Obviously tying Molyneux to the project was intended to create some buzz, and it did for a time. But that initial hype hasn’t transformed into a flood of cash for the fledgling project. The pitch is also kind of bland. It’s entirely conceptual, shows nothing but ideas and concept art, and delves into a genre that doesn’t seem to have much support. Having Molyneux in addition to any project is probably a good thing, but it can’t be the only thing.
So far it seems there are three key features a project can have in order to be successful; a popular developer that has the community’s trust, a truly innovative idea, or a project that is already almost finished. Project GODUS has none of these features. At first it seemed as if Molyneux’s presence alone would allow them to raise the capital they needed, but now that doesn’t seem to be the case. They’re not pitching a completely unique or innovative idea and the project is still only in concept stages. As far as Kickstarter pitches go, Project GODUS doesn’t have a leg to stand on.
There’s still time obviously, they even announced today that they will now also be supporting Mac although it doesn’t seem to have made their numbers jump, yet.
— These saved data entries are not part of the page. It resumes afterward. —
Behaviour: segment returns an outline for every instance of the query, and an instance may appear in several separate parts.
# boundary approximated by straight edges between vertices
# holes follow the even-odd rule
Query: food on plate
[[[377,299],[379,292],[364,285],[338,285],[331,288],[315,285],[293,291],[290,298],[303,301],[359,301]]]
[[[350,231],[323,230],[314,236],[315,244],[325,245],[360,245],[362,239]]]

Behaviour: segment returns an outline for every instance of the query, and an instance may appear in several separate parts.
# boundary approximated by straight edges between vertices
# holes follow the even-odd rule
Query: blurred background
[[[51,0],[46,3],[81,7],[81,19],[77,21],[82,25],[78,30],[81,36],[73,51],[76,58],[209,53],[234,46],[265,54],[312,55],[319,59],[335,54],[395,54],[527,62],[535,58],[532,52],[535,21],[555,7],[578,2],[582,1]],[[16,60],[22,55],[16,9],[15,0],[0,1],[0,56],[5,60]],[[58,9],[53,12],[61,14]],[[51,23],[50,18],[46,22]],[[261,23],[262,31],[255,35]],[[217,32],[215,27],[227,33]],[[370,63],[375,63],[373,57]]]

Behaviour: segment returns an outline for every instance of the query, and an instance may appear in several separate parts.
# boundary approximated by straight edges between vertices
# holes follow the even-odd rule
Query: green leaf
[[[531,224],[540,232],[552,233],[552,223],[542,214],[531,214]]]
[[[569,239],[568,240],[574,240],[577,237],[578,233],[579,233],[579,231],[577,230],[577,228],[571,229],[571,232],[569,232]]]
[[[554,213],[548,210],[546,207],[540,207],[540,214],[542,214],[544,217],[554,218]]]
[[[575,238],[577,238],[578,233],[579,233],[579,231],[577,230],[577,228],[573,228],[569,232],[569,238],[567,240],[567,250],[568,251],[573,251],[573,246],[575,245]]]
Adding Mac support is a great way to broaden a project’s potential donor base so maybe it will be enough to turn the tide, but it also tells everyone that they are aware they need the cash.
Even though this could end-up being a fail of epic proportions, I mean Molyneux did leave Lionhead to start 22 Cans and this is their first project, it also shows that the Kickstarter community is slowly learning to be a bit more frugal in their choices. Earlier this year everyone was throwing their money around, but now unless you’ve got a truly great project or an amazing pitch the Kickstarter community is picking their projects much more carefully. It’s sad that Molyneux’s next great game might not get made, but it also shows that if you want your pitch to be successful it needs more than just name recognition.